6. Steady your camera. The camera has two primary modes for viewing gas. The less sensitive is handheld mode, while tripod mode is more sensitive and optimal for capturing wisps of gas when the camera is mounted on a tripod. Even veteran thermographer hands can shake, and the slightest movement can impact gas detector screens. Using a tripod can help generate better results. Note that you can change your IR-Fusion level and save video files in AVI or IS3 formats. While still capture is a functional option for grabbing images, it can be better to take a still frame out of an IS3 video. From this point, you can enhance hand-picked image for presentation.

7. View leaks from multiple angles. It is beneficial to look for all the manmade lines—edges that are part of the equipment vs. objects that are part of the background—because they make it easier to distinguish that movement from a potential leak. You are examining bushings around a seal for unusual movement or plumes that are not moving in the same direction as the clouds. When inspecting, slowly pan down to the bottom, trying to hold the camera as still as possible. Once you view the component from multiple angles, confirming or disconfirming a leak, proceed to the next one, following the same slow and steady process.

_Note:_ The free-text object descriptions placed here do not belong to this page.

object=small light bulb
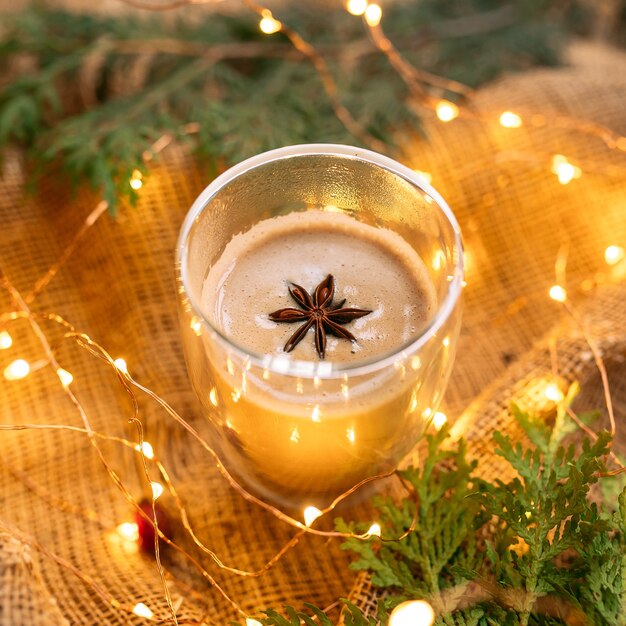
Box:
[389,600,435,626]
[129,169,143,190]
[259,10,281,34]
[246,619,263,626]
[346,427,356,443]
[311,404,321,422]
[151,482,164,500]
[364,3,382,26]
[56,367,73,388]
[117,522,139,542]
[132,603,154,619]
[544,384,564,402]
[549,285,567,302]
[435,100,459,122]
[499,111,523,128]
[4,359,30,381]
[290,427,300,443]
[551,155,581,185]
[367,523,382,537]
[135,441,154,460]
[113,358,128,374]
[190,316,202,336]
[0,330,12,349]
[304,506,323,527]
[432,411,447,430]
[604,245,625,266]
[346,0,367,15]
[209,387,219,407]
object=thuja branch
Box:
[0,4,566,212]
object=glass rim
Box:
[176,143,464,379]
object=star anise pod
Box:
[269,274,372,359]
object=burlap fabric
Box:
[1,41,625,624]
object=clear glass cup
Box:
[176,144,463,509]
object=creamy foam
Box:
[201,210,437,363]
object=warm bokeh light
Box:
[4,359,30,381]
[259,10,281,34]
[135,441,154,460]
[432,411,447,430]
[549,285,567,302]
[364,3,382,26]
[367,523,381,537]
[604,245,625,266]
[56,367,74,388]
[113,358,128,374]
[346,0,367,16]
[413,169,433,184]
[151,481,164,500]
[551,155,581,185]
[303,506,323,527]
[209,387,218,407]
[132,603,153,619]
[311,404,321,422]
[544,384,564,402]
[435,100,459,122]
[117,522,139,542]
[346,427,356,443]
[0,330,12,349]
[389,600,436,626]
[129,169,143,190]
[499,111,523,128]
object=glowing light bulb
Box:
[367,523,382,537]
[544,384,563,402]
[56,367,73,388]
[604,245,625,266]
[346,0,367,15]
[549,285,567,302]
[0,331,12,349]
[114,358,128,374]
[435,100,459,122]
[129,170,143,190]
[499,111,522,128]
[551,155,581,185]
[364,3,382,26]
[432,411,447,430]
[132,603,153,619]
[151,482,164,500]
[246,619,263,626]
[304,506,323,527]
[209,387,218,407]
[311,404,321,422]
[442,337,450,347]
[4,359,30,381]
[117,522,139,542]
[259,10,281,34]
[389,600,435,626]
[135,441,154,460]
[190,316,202,336]
[346,427,356,443]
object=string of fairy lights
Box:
[2,0,626,624]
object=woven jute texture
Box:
[1,41,626,624]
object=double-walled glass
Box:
[176,144,463,509]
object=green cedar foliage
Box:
[0,3,567,211]
[249,389,625,625]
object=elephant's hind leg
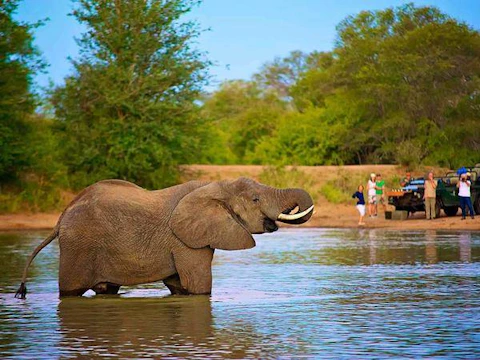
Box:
[163,274,189,295]
[93,282,121,295]
[59,252,92,297]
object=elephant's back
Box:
[59,179,209,228]
[94,179,144,189]
[58,179,211,237]
[58,180,156,236]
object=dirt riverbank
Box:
[0,165,478,231]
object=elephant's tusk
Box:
[277,205,314,221]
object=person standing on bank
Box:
[457,173,475,220]
[367,173,377,217]
[352,185,366,226]
[401,171,412,187]
[376,174,386,213]
[424,171,437,220]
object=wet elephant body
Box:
[16,177,314,298]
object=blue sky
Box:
[16,0,480,90]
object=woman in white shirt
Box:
[457,173,474,220]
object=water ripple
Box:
[1,229,479,358]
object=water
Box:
[1,228,479,358]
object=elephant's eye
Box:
[253,196,260,203]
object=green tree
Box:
[51,0,210,189]
[253,50,309,100]
[0,0,44,182]
[200,80,286,164]
[330,3,480,166]
[252,108,333,166]
[289,51,334,112]
[253,50,332,106]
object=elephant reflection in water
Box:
[57,297,213,357]
[57,297,262,358]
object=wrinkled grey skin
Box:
[15,177,313,298]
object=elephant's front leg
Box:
[171,247,214,295]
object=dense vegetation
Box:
[204,4,480,168]
[1,1,479,212]
[0,1,66,211]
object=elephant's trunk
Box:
[266,188,315,225]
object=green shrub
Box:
[0,180,66,213]
[320,169,363,204]
[320,183,351,204]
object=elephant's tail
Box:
[15,226,60,299]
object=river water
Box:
[1,228,479,358]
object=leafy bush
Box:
[320,183,350,204]
[0,180,66,213]
[320,169,363,204]
[0,114,70,213]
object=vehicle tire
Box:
[444,206,458,217]
[435,199,442,218]
[474,196,480,215]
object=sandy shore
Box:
[1,165,478,231]
[0,208,478,231]
[0,213,61,231]
[308,202,480,230]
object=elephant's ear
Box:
[169,183,255,250]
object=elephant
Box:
[15,177,314,298]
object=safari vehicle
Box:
[436,166,480,216]
[387,179,426,216]
[388,165,480,217]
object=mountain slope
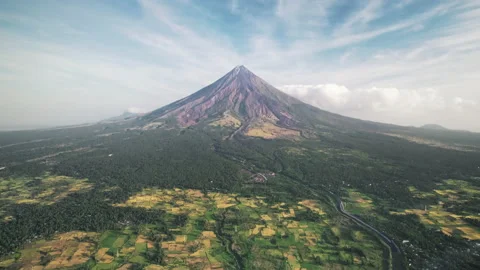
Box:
[141,65,392,138]
[144,66,301,129]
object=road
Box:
[329,191,404,270]
[337,199,400,253]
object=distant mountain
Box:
[141,65,390,138]
[102,111,144,123]
[420,124,449,130]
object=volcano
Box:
[142,65,386,138]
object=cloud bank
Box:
[281,84,478,128]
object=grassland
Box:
[1,188,385,269]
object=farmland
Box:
[0,188,385,269]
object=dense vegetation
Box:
[0,121,479,269]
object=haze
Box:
[1,0,479,131]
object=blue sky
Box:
[1,0,479,130]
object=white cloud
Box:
[410,24,424,32]
[395,0,414,9]
[452,97,477,112]
[274,0,332,32]
[280,84,443,112]
[280,84,476,127]
[230,0,239,14]
[340,49,355,63]
[335,0,384,36]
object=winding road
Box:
[328,191,404,270]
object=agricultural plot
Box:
[0,174,92,219]
[229,197,383,269]
[116,188,384,269]
[391,179,480,240]
[0,226,226,269]
[114,188,237,269]
[1,188,385,269]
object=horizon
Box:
[0,64,468,133]
[1,0,479,131]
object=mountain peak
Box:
[233,64,247,71]
[229,65,253,77]
[143,66,309,138]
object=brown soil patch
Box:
[261,227,276,237]
[95,248,114,263]
[202,231,216,238]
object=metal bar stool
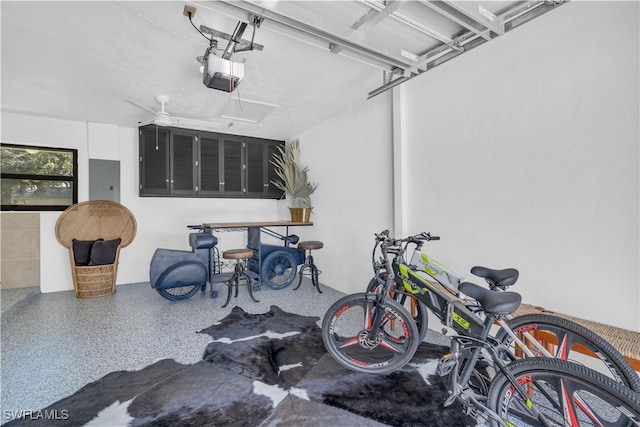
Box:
[293,241,323,293]
[221,248,259,308]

8. Stay focused. You’re going to want to make sure the camera is in focus. As you are viewing the scene, it is sometimes disconcerting not to be able to confirm or know what part of the equipment is in view because the display is largely blank. Two options to help with this are to move the camera slightly, which will then show up edges and confirm where you are looking. And secondly, you can use the IR-Fusion function to adjust the IR and the visible blending to provide the reference points of the scene in the display. Operating the camera in full SF6 mode, focus in IR-Fusion and then switch to gas mode. Remember to constantly refocus the camera because you will change your position relative to the component or equipment you are inspecting. If something looks suspicious, try to look at it from a different angle to confirm or disconfirm, and try to look from a closer angle, if possible.